O patriarca vem repetindo sua posição há muitos meses e, mais recentemente, fez isso em seu discurso no fórum internacional das “culturas unidas” (São Petersburgo, 11 de setembro). O segundo, muito menos exposto, expressou seus pontos de vista em Berlim, na tradicional recepção em homenagem a São Miguel diante da liderança do país e da Igreja (10 de setembro).
As duas interpretações não estão no mesmo plano. A solução de Kirill esgota a função da Igreja a uma “civilização” funcional ao poder de Putin. A segunda distingue a tarefa da própria Igreja (evangelização) da urgência histórica de defender os valores de referência que alimentam a dimensão democrática da Ucrânia, mas também das sociedades ocidentais.
Kirill ignora a violência e a desumanidade do conflito em nome de uma civilização “cristã” prerrogativa da Igreja Russa. O segundo parte da dimensão dramática da violência e de sua desumanização para destacar a necessidade de uma “paz justa”.
Falando em 8 de setembro em uma celebração no Mosteiro Sretensky em Moscou, o Patriarca questiona-se retoricamente sobre a perfeita equivalência dos processos democráticos entre Rússia e Ocidente. Os poderes são eletivos, as estruturas internas do Estado são semelhantes, as responsabilidades internacionais são comuns, então por que o conflito?

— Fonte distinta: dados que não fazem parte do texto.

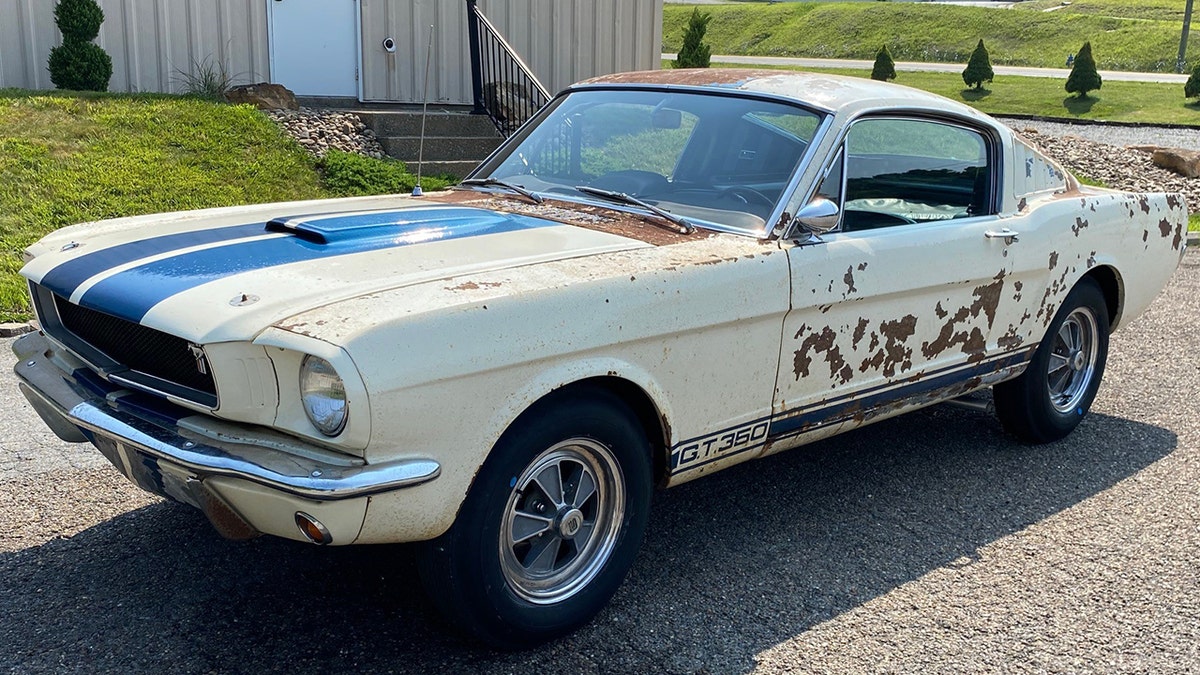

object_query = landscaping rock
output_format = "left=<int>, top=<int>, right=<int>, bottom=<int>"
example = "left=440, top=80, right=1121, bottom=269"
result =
left=226, top=82, right=300, bottom=110
left=266, top=108, right=384, bottom=159
left=1150, top=148, right=1200, bottom=178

“Eu quero gritar bem alto. O quê? Não consigo encontrar outra razão senão o fato de que a Rússia e, pela graça de Deus, a Bielorrússia e a nossa Igreja oferecem ao mundo, inclusive ao mundo ocidental, uma alternativa para o desenvolvimento da civilização. Se, no Ocidente, há um entendimento absolutamente errado de liberdade como permissivismo, se lá, sob o pretexto de liberdade, o direito das pessoas de cometer pecado não é apenas incentivado, mas legislado, então esse é o caminho para o fim. Por quê? Sim, porque o pecado não é vital [...]. O pecado só traz divisão”.
Poucos dias depois, ressalta que, já nos tempos de Alexandre Nevsky, entendia-se que as potências orientais (os mongóis) exigiam benefícios materiais da Rússia, enquanto as ocidentais (cavaleiros teutônicos) exigiam a “nossa alma”. Nesse choque de civilizações, a guerra na Ucrânia é reconduzida aos “tumultos” internos que a Rússia vivenciou em várias passagens históricas e que são habilmente geridos pelo “nosso presidente Vladimir Vladimirovich Putin e sua equipe”. Mas, por trás disso, há o “forte apoio do povo e da nossa Igreja” (discurso de 28 de agosto).

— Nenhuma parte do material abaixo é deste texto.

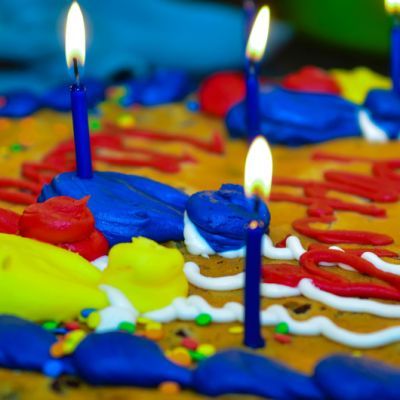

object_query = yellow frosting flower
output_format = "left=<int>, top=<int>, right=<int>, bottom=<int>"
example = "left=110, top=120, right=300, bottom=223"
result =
left=330, top=67, right=392, bottom=104
left=102, top=238, right=188, bottom=312
left=0, top=233, right=188, bottom=321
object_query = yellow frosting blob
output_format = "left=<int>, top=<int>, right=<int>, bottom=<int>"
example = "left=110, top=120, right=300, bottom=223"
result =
left=0, top=234, right=108, bottom=321
left=102, top=237, right=188, bottom=312
left=330, top=67, right=392, bottom=104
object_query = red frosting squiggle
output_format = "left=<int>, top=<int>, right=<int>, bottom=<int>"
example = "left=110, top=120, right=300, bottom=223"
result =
left=0, top=196, right=109, bottom=261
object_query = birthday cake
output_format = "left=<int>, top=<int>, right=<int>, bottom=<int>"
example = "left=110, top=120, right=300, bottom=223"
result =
left=0, top=60, right=400, bottom=399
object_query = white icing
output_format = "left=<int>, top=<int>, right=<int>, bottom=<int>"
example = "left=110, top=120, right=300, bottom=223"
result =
left=358, top=109, right=388, bottom=142
left=91, top=256, right=108, bottom=271
left=96, top=285, right=139, bottom=332
left=184, top=262, right=400, bottom=318
left=183, top=212, right=305, bottom=260
left=145, top=296, right=400, bottom=349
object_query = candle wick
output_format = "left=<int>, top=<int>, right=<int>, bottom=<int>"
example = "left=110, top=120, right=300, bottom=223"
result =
left=73, top=57, right=80, bottom=85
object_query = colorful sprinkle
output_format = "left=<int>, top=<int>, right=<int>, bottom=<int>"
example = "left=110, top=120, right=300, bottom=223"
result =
left=10, top=143, right=24, bottom=153
left=86, top=312, right=101, bottom=329
left=42, top=321, right=58, bottom=331
left=275, top=322, right=289, bottom=335
left=195, top=313, right=212, bottom=326
left=186, top=100, right=200, bottom=112
left=158, top=381, right=181, bottom=394
left=89, top=118, right=101, bottom=131
left=117, top=114, right=136, bottom=128
left=181, top=337, right=199, bottom=350
left=118, top=321, right=136, bottom=333
left=228, top=325, right=244, bottom=335
left=81, top=308, right=96, bottom=318
left=166, top=347, right=192, bottom=367
left=197, top=343, right=215, bottom=357
left=42, top=360, right=63, bottom=378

A Rússia está familiarizada com as contradições do intelectualismo ocidental formal (Comte, Feuerbach, Marx) e com o processo de desculturação que iniciou uma trajetória suicida. A desculturação, de fato, leva à desumanização. Concede que o cristianismo é universal, mas hoje só encontra defesa no contexto ortodoxo russo.
No Ocidente, não há universalismo, mas globalismo ou, mais propriamente, uma cultura da aniquilação. “Hoje estamos vivenciando um choque entre cultura e anticultura. Essa é uma luta pelo próprio conceito de homem, pelo que o homem é” (discurso em Petersburgo, 11 de setembro).
“Somos chamados – repete - a interromper conjuntamente o processo de desumanização da cultura, restaurando o homem e a humanidade à sua alta dignidade determinada por Deus”.
E, nas respostas subsequentes, especifica a rejeição dos modelos ocidentais.
“Por que falo com tanta confiança de nosso país como escolhido por Deus? [...] Pela capacidade de preservar o que é mais importante. Nisso eu vejo uma certa escolha de Deus. O Senhor está conosco, ele não abandonará a nossa 'Rus”.
Estamos caminhando para uma época apocalíptica em que surgirá a síntese da civilização russa, ou seja, uma civilização científica e tecnológica moderna unida à fé em Deus e aos fundamentos morais da vida humana. Seu ímpeto retórico o leva a afirmações paradoxais:
“A Rússia, apesar de seu poder, é um país muito humilde. Não impomos nada a ninguém, não ocupamos ninguém, não escravizamos ninguém. Estamos seguindo com calma o nosso caminho histórico”.
O bispo Sviatoslav Shevchuk chama seus interlocutores ocidentais à realidade: “Não há dúvida sobre a total crueldade e maldade das intenções geopolíticas e genocidas da Rússia. Putin deixou isso claro e não vai parar diante de nada até que seja obrigado a fazê-lo [...]; seu objetivo é a destruição dos ucranianos e a ‘solução final’ da questão ucraniana”, infelizmente com a ajuda do patriarca que justifica o mal e transforma a Igreja em um instrumento de guerra.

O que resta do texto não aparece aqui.